In this article, we'll compare eager and lazy approaches to tree traversal in Python. Specifically, we'll explore:
- What generator-based traversal looks like
- How it compares to traditional list-returning recursion
- Why the lazy approach might be more powerful than it first appears
🧰 Tree Structure Setup
Let's use a basic tree class with value and children:
class Node:
def __init__(self, value, children=None):
self.value = value
self.children = children or []
Now let's create a simple tree:
root = Node("A", [
Node("B", [Node("D"), Node("E")]),
Node("C")
])
Visualized:
A
/ \
B C
/ \
D E
✅ Version 1: Eager Traversal (Return a List)
def traverse_to_list(node):
result = [node.value]
for child in node.children:
result.extend(traverse_to_list(child))
return result
Usage:
for val in traverse_to_list(root):
print(val)
Output:
A
B
D
E
C
This version accumulates the full result list up front before returning anything.
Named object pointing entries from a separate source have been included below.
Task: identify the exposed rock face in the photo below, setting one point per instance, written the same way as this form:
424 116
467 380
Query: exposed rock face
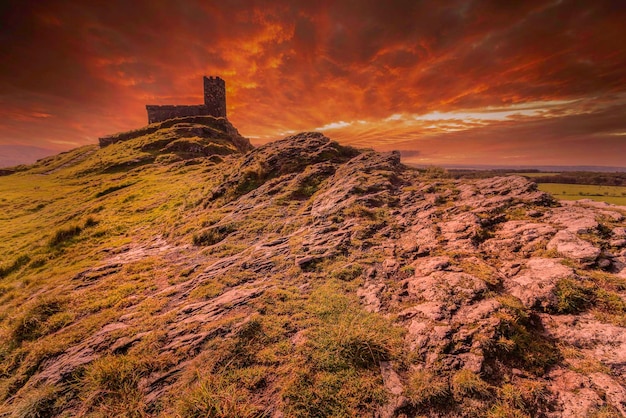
507 301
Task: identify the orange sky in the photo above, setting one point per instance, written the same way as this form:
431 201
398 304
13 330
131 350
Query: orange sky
446 82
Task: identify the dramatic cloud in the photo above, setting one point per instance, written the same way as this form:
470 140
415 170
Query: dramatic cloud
472 81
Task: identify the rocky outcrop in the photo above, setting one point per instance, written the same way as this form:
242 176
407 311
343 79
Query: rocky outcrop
500 300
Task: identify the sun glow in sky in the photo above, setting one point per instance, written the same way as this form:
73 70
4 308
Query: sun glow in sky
531 82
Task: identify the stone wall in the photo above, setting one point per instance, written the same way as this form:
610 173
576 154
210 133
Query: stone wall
214 104
215 96
160 113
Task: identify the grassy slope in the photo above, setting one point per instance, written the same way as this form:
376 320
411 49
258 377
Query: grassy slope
56 225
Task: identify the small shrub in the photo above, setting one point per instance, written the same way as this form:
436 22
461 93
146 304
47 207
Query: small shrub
63 235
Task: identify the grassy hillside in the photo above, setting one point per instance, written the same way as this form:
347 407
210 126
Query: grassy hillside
181 274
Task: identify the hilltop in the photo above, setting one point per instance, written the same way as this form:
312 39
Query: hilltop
177 271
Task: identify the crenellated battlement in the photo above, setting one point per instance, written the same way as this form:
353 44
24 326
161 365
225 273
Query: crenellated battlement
214 104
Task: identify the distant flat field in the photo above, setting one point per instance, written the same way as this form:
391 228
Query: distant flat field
610 194
536 174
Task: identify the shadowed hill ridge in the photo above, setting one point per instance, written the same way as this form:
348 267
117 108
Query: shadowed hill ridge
302 278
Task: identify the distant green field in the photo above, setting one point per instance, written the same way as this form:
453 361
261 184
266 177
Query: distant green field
610 194
536 174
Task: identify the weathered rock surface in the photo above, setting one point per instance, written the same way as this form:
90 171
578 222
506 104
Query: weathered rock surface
491 282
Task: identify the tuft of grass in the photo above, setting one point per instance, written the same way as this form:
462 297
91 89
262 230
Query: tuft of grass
519 342
214 396
15 266
348 272
110 386
38 320
466 383
338 365
426 388
112 189
64 234
573 296
38 403
212 235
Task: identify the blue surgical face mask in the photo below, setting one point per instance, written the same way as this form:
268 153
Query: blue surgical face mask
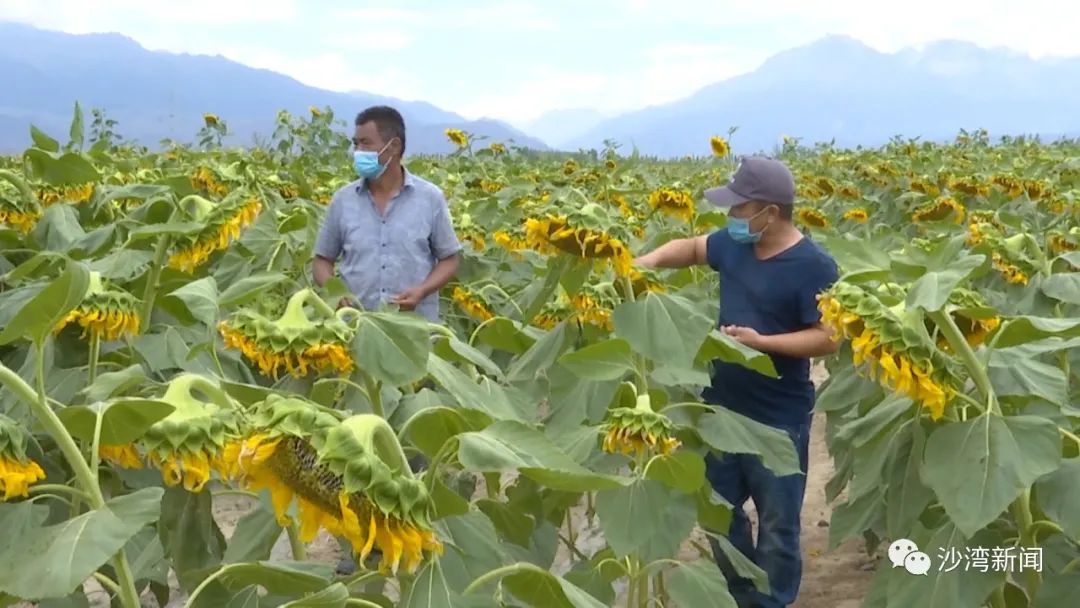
367 164
739 229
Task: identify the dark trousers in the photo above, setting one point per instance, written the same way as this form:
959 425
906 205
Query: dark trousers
779 502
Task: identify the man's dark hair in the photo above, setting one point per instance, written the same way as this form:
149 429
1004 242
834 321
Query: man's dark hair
388 122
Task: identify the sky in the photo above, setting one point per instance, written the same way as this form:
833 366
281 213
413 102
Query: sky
515 59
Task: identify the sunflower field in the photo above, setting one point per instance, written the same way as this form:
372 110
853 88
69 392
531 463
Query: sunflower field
163 348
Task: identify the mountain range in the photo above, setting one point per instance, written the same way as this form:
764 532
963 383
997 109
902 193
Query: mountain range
836 89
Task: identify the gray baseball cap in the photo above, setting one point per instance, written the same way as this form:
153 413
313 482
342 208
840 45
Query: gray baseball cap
758 178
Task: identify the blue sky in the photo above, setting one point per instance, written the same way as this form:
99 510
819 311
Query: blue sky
517 58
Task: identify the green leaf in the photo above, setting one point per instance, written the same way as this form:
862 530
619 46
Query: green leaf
67 170
1064 286
196 301
608 360
189 534
53 561
39 316
431 590
1016 373
1056 495
700 583
540 356
508 446
254 537
976 468
729 432
42 140
664 327
488 399
392 347
248 288
1023 329
645 517
719 346
279 578
334 596
541 589
124 420
933 288
110 383
683 470
77 126
431 428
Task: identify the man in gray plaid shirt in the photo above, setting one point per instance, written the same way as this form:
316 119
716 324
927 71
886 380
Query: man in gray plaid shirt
390 229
✨ Version 2: Lazy Traversal (Using a Generator)
def traverse(node):
yield node.value
for child in node.children:
yield from traverse(child)
Usage:
for val in traverse(root):
print(val)
Output is identical:
A
B
D
E
C
But behavior is different:
- Values are yielded one-by-one
- No list is created
- Memory usage is minimal
📊 When to Use Each
| Situation | Eager List | Lazy Generator |
|---|---|---|
| Small trees | ✅ Simple and fast | ✅ Also fine |
| Large trees | ❌ Memory-heavy | ✅ Better performance |
| Want full result | ✅ Easy to get | ❌ Must convert to list |
| Filter/map mid-traversal | ❌ Requires extra steps | ✅ Natural with generator expressions |
| Streaming use case | ❌ Not viable | ✅ Ideal |
🧪 Bonus: Filtering While Traversing
Because generators yield values lazily, you can filter on the fly:
for val in traverse(root):
if val.startswith("D"):
print("Found:", val)
Or use a generator expression:
found = (v for v in traverse(root) if v.startswith("D"))
print(next(found)) # Found: D
🔍 What's Next?
In real-world scenarios, you usually start with nested dictionaries, flat lists, or JSON — not pre-built Node trees. Check out this article for more on building trees from raw data
🔄 TL;DR
- Generator-based tree traversal is clean, elegant, and memory-efficient.
- Recursive list-returning traversal is simple but can become inefficient.
- Use generators when you want laziness, streaming, or in-place filtering.
Both techniques have their place — the key is knowing which one matches your use case.